Dwarf crocodiles split into three species

Dec 12, 2008
O. tetraspis eats a captures a land crab at Loango National Park, Gabon. Credit: Mitchell J. Eaton

You'd think that if scientists were to discover a new species, it would be in some remote, uncharted tropical forest, not a laboratory in New York. But a team from the Sackler Institute for Comparative Genomics at the American Museum of Natural History has done the unexpected. Looking at the genes of the African dwarf crocodile, researchers found that the group—genetically speaking—comprises three distinct species rather than one. This not only ends a long debate about the taxonomy of this group, previously thought to consist of two closely related subspecies, but also defines a new, distinct species from genetic samples.

"In the past, the two morphologically distinct crocodile populations were believed to be different genera, then later different species, and then finally different subspecies," explains first-author Mitchell Eaton. Eaton conducted the research at the Sackler Institute and is finishing his doctoral degree at the University of Colorado. "We collected samples in Africa to explore this taxonomic question, and we found a great deal of evolutionary divergence between populations in the Congo Basin and on the west coast of Central Africa. We also—quite unexpectedly—found a completely new species from far West Africa; there may be even more species that we haven't sampled yet!"

African dwarf crocodiles, genus Osteolaemus, live in the tropical forests of Central and West Africa. Adults typically grow to no more than 5 feet in length and are the smallest living members of the crocodilian family. The three groups identified in this current research include a species from the Congo Basin (O. osborni), another from Central Africa's Ogooué Basin (O. tetraspis), and the new, yet unnamed species from West Africa. All of these crocodiles look very similar, and all are widely hunted by local people as a source of food. In fact, these animals provide up to a quarter of the non-fish bush meat consumed in some areas of Central Africa, but over-hunting to supply commercial 'bushmeat' markets may threaten many populations with extinction. Dwarf crocodiles are listed as vulnerable on the International Union for Conservation of Nature's Red List.

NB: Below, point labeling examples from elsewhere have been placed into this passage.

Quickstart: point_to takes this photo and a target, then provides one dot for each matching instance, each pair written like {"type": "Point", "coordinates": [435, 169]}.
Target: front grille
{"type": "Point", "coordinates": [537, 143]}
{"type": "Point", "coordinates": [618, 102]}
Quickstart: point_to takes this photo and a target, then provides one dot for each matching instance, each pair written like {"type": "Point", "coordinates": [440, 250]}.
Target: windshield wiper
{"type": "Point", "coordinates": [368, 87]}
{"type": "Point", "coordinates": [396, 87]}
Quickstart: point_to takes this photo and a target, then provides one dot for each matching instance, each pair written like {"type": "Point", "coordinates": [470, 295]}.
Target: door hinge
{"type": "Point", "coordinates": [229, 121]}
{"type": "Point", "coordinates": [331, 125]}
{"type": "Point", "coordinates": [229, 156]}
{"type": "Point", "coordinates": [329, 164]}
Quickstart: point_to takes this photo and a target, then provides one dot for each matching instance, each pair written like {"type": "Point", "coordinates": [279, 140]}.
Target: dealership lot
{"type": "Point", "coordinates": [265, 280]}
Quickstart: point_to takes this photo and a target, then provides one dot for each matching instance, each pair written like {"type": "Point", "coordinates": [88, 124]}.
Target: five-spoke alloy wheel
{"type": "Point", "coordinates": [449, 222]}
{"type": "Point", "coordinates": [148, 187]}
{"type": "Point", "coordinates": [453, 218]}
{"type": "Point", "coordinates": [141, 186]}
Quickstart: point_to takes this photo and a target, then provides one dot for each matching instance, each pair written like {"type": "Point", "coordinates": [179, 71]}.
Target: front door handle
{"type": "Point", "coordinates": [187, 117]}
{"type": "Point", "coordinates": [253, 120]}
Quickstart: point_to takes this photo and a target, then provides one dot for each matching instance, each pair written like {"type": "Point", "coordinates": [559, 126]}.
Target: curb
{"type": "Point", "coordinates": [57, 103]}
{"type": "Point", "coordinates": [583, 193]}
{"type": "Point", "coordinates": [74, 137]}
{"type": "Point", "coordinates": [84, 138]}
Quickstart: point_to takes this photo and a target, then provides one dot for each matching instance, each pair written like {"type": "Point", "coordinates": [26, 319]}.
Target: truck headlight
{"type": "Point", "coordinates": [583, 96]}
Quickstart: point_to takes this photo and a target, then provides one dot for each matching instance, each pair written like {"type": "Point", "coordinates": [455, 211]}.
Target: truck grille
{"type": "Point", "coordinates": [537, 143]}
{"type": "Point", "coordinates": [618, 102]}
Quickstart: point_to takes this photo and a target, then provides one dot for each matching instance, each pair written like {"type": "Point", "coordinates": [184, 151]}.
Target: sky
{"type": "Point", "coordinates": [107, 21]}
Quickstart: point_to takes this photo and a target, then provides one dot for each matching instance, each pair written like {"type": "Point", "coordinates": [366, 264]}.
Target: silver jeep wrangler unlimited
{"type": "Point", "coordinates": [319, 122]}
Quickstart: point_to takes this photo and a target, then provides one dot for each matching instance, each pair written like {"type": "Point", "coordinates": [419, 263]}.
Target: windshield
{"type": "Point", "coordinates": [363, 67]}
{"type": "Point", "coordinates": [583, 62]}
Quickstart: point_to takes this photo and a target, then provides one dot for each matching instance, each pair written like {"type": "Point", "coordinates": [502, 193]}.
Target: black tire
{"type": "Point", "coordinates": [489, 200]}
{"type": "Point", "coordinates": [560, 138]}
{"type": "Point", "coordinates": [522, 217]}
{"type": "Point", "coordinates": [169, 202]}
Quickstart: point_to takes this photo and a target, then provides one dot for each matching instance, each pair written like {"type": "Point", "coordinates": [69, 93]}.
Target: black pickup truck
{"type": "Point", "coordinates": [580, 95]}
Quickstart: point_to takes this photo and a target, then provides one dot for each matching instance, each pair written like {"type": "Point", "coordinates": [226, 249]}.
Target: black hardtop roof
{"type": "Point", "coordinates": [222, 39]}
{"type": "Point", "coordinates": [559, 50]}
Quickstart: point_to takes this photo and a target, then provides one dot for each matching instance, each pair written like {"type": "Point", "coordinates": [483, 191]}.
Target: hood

In the laboratory, the researchers sequenced more than 4,000 base pairs of both mitochondrial and nuclear DNA from as many as 82 individuals sampled across Central and West Africa. The results confirmed species-level separations between three different groups of dwarf crocodiles. Crocodiles from the Congo Basin appear to be the oldest of the three species, with some morphological characteristics placing them closer to a shared ancestor of the Nile crocodile. The dwarf crocodiles of the Ogooué and West Africa, on the other hand, are more recently evolved and are more closely related to each other than either is to the Congo Basin species.

"These species have been on their own evolutionary trajectory for a long time," says George Amato, Director of the Sackler Institute. "They are diagnostically distinct—every individual in one species has characteristics that are not found in the other species, and the number of diagnostic characteristics is large."

The new taxonomic discovery has implications for the conservation strategy of African dwarf crocodiles. "Without these genetic results, the level of biodiversity was cryptic, hidden," Amato continues. "Accurate taxonomy is necessary for conservation management of each species, and now we can calculate subsistence hunting levels that are manageable."

In addition to Amato and Eaton, coauthors include Andrew Martin of the University of Colorado and John Thorbjarnarson of the Wildlife Conservation Society (WCS). The research was funded in part by AMNH, the National Geographic Society, WCS, Lincoln Park Zoo, the Rufford Foundation, and the University of Colorado's Natural History Museum and Rozella Smith Fellowship. It is published in the early online edition of Molecular Phylogenetics and Evolution.